On the subject of 1500 hrs/yr if I work every hour I’m supposed to that’s 1250/yr. But I am semi retired, does that count?
Mart
@Yarrow: I heard the entrepreneurship argument softly peddled under the roar of DEATH PANELS. Hard to make sane arguments in this country.
Roger Moore
@Yarrow:
Health care should not be offered and purchased at all. It should be provided by the government for all citizens and legal residents and paid for by our taxes.
Elizabelle
@Roger Moore: Agreed.
And, in the meantime, I could see that ACA was designed to foster entrepreneurship; make coverage available for smaller businesses, even if an individual or family had some grave health issues.
David Anderson
@Seanly: As a cohort, people with near full time employment are healthier or at least code to have fewer and less severe chronic conditions than folks who buy their insurance in the individual market. A significant element of the individual market is working at or near full time as well but there is a proportion of that cohort which is unable to work near full-time due to health reasons and these folks are able to access non-underwritten insurance for the first time.

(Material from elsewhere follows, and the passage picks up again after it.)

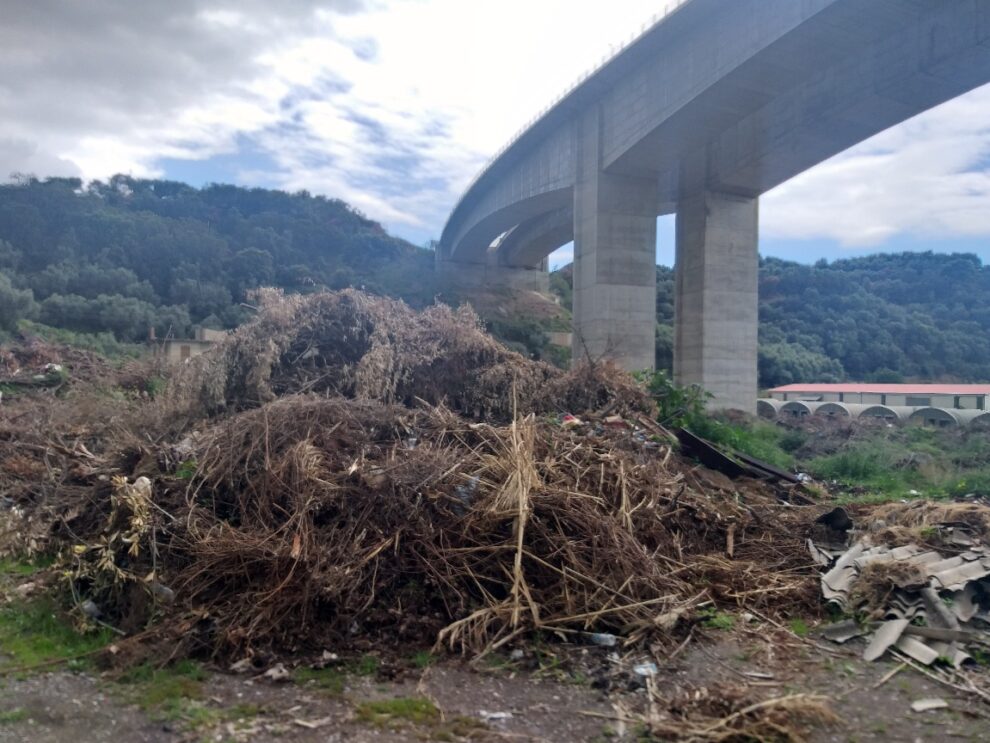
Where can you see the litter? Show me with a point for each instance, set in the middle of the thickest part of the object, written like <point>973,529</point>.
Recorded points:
<point>901,587</point>
<point>927,705</point>
<point>646,669</point>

This is at the population level (100,000s to millions of people). At the individual level, there is wild variance.
Daniel Ludwinski
I looked at the data and I don’t see the state with a small group market coded as sicker than the individual market… are you sure this is right?
David Anderson
@Daniel Ludwinski: thank you, post and chart updated.
Stan Dorn
Another factor has been key since 2014: selection. The vast majority of otherwise uninsured people offered employer-sponsored insurance accept it. The same is not true of the individual market, where relatively healthy people are far more likely to take their chances and go without coverage. Why? It’s much more expensive to pay for individual-market than group coverage; and it’s much more work to sign up in the individual market, particularly if you want the subsidies that go along with marketplace coverage. Selection, coupled with measures to pool all risk in the individual market, has translated into higher premiums, on average, than are charged by comparable group coverage.
Increasingly, another factor is the availability of competing plans that operate under very different rules: farm bureau plans, health care sharing ministries, and now short-term and association health plans, under emerging Trump Administration policies. These plans siphon off good risks, leaving the remaining individual market with higher average risks, hence higher costs.
I wonder how researchers could tease apart the relative contributions of these three factors.
David Anderson
@Stan Dorn: Completely agree, the selection effect is massive.
I think the way to look at it would be to use IRS individual data to track when people get laid off/quit/fired from small group ACA coverage and see where they end up in the following month(s) if they do not elect COBRA. Under the selection story, we should expect the folks who went ACA individual market to have higher than average small group risk scores while the below average risk scores either went uninsured, short term plans or health sharing ministries. We would see HSM on the 1095 while the uninsured and STP would be a big question mark.
So who has access to the individualized IRS data that can then be mated to an insurer’s claims?